Se ne parlava già nel film Patch Adams con Robin Williams, del 1998, storia di un medico americano che superata una brutta depressione si dedica alla ricerca di ciò che rende felice l’uomo, arrivando a mettere a punto la Clown Terapia, il famoso metodo che porta il suo nome.
Nei reparti pediatrici di diversi ospedali tale metodo viene applicato grazie all’apporto di tanti volontari, tra cui artisti professionisti riuniti in cooperativa, che si prestano a fare i pagliacci per vedere il sorriso fiorire sulle faccine dei piccoli degenti.
La risata è contagiosa, attacca operatori e ricoverati, si espande negli altri reparti e riesce, con la forza della comune allegria, a contrastare gli effetti della malattia.
Ma ridere è diventato raro come farsi un bel pianto, e contro la patologia dell’‘occhio secco’, sempre più frequente a causa di vari fattori, fra cui inquinamento e stress, si ricorre alle lacrime artificiali.
Stress
“Fermate il mondo voglio scendere” era la frase finale di un carosello pubblicitario per un amaro, pronunciata da un personaggio perseguitato dalla iella, e poi il titolo di un film con Lando Buzzanca del ’70, per la regia di Giancarlo Cobelli.
In quegli anni tante auto giravano con la scritta adesiva fermate il mondo voglio scendere, più una moda che un reale desiderio di cambiare marcia.
Si correva troppo, la giostra girava sempre più veloce e l’euforia cresceva fino a diventare affanno. Entrò nell’uso comune la parola stress, che significava tutto e niente. Se qualcuno si lamentava dicendo “sono stressato”, si sentiva rispondere “prenditi un Cynar”, come suggeriva una vecchia pubblicità televisiva, quando già nel ‘60 si era capito quanto la vita moderna fosse logorante.

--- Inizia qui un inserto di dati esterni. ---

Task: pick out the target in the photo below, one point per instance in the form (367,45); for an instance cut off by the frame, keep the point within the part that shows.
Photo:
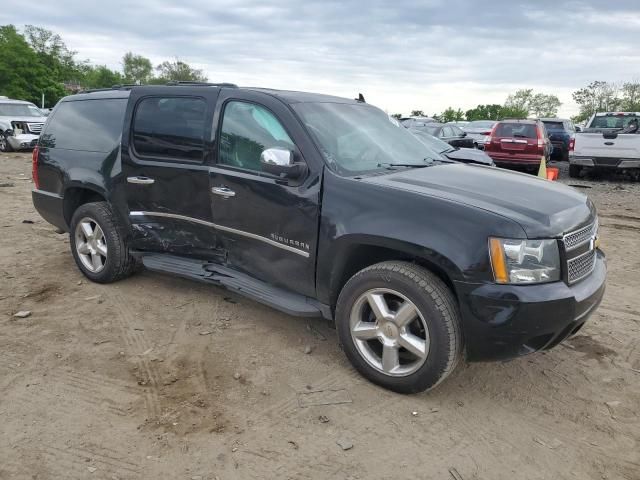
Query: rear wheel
(399,326)
(98,245)
(574,171)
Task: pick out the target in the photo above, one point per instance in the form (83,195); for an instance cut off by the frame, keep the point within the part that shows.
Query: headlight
(524,261)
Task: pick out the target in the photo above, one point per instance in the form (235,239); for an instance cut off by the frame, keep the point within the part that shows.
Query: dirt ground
(160,378)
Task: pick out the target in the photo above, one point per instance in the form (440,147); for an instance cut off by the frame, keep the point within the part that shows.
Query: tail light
(34,167)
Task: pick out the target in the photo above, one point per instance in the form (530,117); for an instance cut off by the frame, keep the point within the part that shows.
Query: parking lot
(158,377)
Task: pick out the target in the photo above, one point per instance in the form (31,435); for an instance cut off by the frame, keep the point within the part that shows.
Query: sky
(402,55)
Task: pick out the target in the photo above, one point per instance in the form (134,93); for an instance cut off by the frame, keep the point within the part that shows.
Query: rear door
(268,226)
(165,166)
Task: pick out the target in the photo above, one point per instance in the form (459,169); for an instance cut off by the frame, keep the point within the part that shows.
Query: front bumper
(22,141)
(605,162)
(506,321)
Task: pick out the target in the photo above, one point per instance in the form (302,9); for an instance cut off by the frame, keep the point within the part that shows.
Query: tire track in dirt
(138,348)
(76,462)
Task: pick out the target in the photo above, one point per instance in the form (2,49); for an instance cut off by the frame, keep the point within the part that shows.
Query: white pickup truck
(610,140)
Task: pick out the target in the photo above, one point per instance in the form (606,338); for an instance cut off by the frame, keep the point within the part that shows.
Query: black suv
(322,206)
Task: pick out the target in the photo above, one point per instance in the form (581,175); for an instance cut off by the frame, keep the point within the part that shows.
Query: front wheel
(399,326)
(5,146)
(98,246)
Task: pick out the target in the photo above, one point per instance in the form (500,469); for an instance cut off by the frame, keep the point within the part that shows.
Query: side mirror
(281,163)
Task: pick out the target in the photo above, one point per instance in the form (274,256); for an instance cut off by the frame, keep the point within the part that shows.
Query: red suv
(519,143)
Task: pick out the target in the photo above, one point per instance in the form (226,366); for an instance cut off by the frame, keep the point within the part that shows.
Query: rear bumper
(25,140)
(515,160)
(604,162)
(506,321)
(50,206)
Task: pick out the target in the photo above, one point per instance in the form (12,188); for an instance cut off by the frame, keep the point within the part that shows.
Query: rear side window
(171,127)
(87,125)
(518,130)
(554,125)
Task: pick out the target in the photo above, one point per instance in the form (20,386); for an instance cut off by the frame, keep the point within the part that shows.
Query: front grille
(581,266)
(575,239)
(580,249)
(35,127)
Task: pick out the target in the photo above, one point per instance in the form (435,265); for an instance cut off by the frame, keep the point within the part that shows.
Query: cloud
(402,55)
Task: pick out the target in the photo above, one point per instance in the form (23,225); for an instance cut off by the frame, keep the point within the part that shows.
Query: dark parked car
(520,144)
(464,155)
(321,206)
(479,131)
(560,132)
(451,134)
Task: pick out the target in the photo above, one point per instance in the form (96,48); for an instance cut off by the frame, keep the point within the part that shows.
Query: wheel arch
(77,195)
(363,251)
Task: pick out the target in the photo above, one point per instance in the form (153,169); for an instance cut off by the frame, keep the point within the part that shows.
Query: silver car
(20,124)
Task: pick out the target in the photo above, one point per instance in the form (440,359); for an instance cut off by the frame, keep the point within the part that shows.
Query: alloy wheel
(91,245)
(389,332)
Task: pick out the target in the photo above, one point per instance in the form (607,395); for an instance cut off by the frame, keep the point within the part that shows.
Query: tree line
(36,62)
(598,96)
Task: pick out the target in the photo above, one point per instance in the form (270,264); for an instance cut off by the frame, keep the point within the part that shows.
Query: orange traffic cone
(542,173)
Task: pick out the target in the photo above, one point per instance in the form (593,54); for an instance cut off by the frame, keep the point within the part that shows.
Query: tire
(574,171)
(435,327)
(107,238)
(5,146)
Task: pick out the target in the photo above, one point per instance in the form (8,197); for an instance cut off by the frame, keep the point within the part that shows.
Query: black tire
(119,263)
(5,147)
(574,171)
(437,307)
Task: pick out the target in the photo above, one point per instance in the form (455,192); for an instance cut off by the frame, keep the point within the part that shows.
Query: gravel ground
(156,377)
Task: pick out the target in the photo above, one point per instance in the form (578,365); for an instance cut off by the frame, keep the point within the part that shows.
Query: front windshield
(19,110)
(431,141)
(359,138)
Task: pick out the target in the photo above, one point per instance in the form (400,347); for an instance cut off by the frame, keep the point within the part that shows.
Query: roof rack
(126,86)
(201,84)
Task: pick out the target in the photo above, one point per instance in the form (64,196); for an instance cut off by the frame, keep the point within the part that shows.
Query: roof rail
(201,84)
(106,89)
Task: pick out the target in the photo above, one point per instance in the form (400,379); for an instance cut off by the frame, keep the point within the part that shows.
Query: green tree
(136,68)
(630,101)
(451,115)
(485,112)
(598,96)
(178,71)
(23,74)
(101,77)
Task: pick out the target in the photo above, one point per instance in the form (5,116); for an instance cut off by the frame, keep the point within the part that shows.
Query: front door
(165,170)
(267,225)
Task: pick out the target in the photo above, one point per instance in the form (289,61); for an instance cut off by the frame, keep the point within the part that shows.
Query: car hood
(469,155)
(544,209)
(23,119)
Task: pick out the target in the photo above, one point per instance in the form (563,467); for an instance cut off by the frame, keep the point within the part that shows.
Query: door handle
(223,192)
(140,180)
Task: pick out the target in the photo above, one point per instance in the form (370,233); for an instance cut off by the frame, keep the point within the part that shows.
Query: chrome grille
(35,127)
(581,266)
(579,237)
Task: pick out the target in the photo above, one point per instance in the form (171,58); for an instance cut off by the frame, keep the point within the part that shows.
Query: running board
(208,272)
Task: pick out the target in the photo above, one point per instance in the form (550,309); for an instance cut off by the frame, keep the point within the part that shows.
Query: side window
(86,125)
(171,127)
(247,130)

‘Una sindrome di adattamento’ – così viene anche definito lo stress – che si manifesta nei modi più impensati e provoca le reazioni più strane: toglie il sonno ma non la fame, fa venire la gastrite e l’emicrania, il mal di schiena e il prurito, l’herpes e l’asma, e cerca in tutti i modi di rovinarti l’esistenza.
E mentre si dovrebbe rallentare, lo stress induce a forzare l’andatura, alleato di questo tempo nevrotico che l’ha generato.
Dalla giostra non si scende, e il mondo non si può fermare.
E forse non si avrebbe nemmeno voglia di rinunciare alle comodità che il circuito offre e di cui si è dipendenti.
Ci si adatta, magari con l’aiuto della farmacologia, che riporta e mantiene i valori del sangue nei parametri ritoccati ogni tanto dalla Sanità Internazionale. E per non farsi cogliere da eventuali attacchi di panico e insorgenza di fobie, sempre in agguato, si prende un volo Low cost con l’illusione di lasciarsi tutto alle spalle, incrementando il mercato dell’inquinamento.
Inquinamento
“Quando le api scompariranno, all’uomo resteranno solo quattro anni di vita”, teorizza Albert Einstein, Premio Nobel per la fisica (1921).
Diversi anni fa un immenso sciame di api si riversò a Piazza di Spagna a Roma, seminando il panico. Accorsero i vigili che sotto la guida di un esperto apicoltore approntarono un gigantesco alveare e al rientro delle api, al tramonto, portarono a termine l’operazione ‘catturasciame’. A farle impazzire, tra gli altri fattori inquinanti, le onde elettromagnetiche emesse dai cellulari, che in prossimità degli alveari impediscono loro di rientrare.
La scomparsa delle api è già in atto, secondo certi studi sembrano essersi ridotte della metà, dato confermato da chi pratica la campagna e può verificare il fenomeno.
Dal lavoro delle api non dipende solo la produzione di miele e cera, ma l’equilibrio naturale globale, che si riflette sull’alimentazione e sulla salute.
Le api, è stato accertato, comunicano fra loro scambiandosi precise informazioni attraverso la danza codificata; restando a corto di nettare – prediligono per il loro nutrimento fiori selvatici e di campo, tigli e acacie – le api potrebbero cessare la danza del ventre e sparire, come già gli asinelli e le lucciole, o migrare in cerca di luoghi ancora ospitali. Esattamente come fanno gli uomini, sempre in fuga e in cerca di nuovi approdi.